The recent study answers the mystery. The team reproduced the conditions on the auroral magnetosphere using instruments specially designed to launch Alfvén waves into a 20-meter-long chamber of the plasma device.

According to UCLA's news release, "This challenging experiment required a measurement of the very small population of electrons moving down the chamber at nearly the same speed as the Alfvén waves, numbering less than one in a thousand of the electrons in the plasma," said physics professor Troy Carter, the director of the UCLA Plasma Science and Technology Institute.

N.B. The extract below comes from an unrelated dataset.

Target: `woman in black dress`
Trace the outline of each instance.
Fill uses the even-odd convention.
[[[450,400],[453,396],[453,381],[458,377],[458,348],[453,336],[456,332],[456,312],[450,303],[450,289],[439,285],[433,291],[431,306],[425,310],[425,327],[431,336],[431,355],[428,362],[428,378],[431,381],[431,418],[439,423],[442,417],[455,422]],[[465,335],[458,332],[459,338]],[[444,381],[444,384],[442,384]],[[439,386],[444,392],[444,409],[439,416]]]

Gregory Howes, an associate professor of physics at the University of Iowa, added that measurements revealed that these electrons undergo a resonant acceleration through the electric field of the Alfvén wave, like surfing on ocean waves and being accelerated as it moves along with the wave.

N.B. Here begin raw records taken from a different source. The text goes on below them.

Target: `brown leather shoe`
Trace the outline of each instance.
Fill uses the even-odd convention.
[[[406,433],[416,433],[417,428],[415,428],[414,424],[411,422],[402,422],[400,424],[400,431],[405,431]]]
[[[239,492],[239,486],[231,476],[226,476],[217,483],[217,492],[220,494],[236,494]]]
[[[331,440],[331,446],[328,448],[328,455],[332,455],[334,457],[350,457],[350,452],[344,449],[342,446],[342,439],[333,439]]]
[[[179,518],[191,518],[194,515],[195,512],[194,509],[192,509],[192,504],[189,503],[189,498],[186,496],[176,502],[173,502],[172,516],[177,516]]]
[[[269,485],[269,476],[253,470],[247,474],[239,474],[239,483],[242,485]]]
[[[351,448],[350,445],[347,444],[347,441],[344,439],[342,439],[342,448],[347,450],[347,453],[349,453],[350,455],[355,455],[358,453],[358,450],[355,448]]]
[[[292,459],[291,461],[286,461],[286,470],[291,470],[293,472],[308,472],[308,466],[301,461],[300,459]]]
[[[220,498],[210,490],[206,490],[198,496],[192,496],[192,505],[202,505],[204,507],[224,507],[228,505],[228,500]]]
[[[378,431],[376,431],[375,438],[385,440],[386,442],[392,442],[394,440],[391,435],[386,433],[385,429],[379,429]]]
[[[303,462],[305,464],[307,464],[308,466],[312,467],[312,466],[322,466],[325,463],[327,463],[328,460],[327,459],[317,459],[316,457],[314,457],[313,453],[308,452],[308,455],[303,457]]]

In 1946, Lev Landau, a Russian physicist, called the "surfing" idea the Landau damping. His theory has finally been proven.

A Long Way to Go to Predict How Strong Each Geomagnetic Strong Will Be

Despite proving the Landay damping, the team believes that there is still a long way to go to be able to predict how strong each geomagnetic field will be, according to CNN.

Howes said in an email to CNN that predicting the intensity of geomagnetic storms remains an unsolved challenge as scientists have yet to establish the link between surfing electrons and Alfven waves about 10,000 miles above the Earth's surface.

He noted that to do that, scientists must learn how to predict the strength of those Alfven waves using spacecraft observations.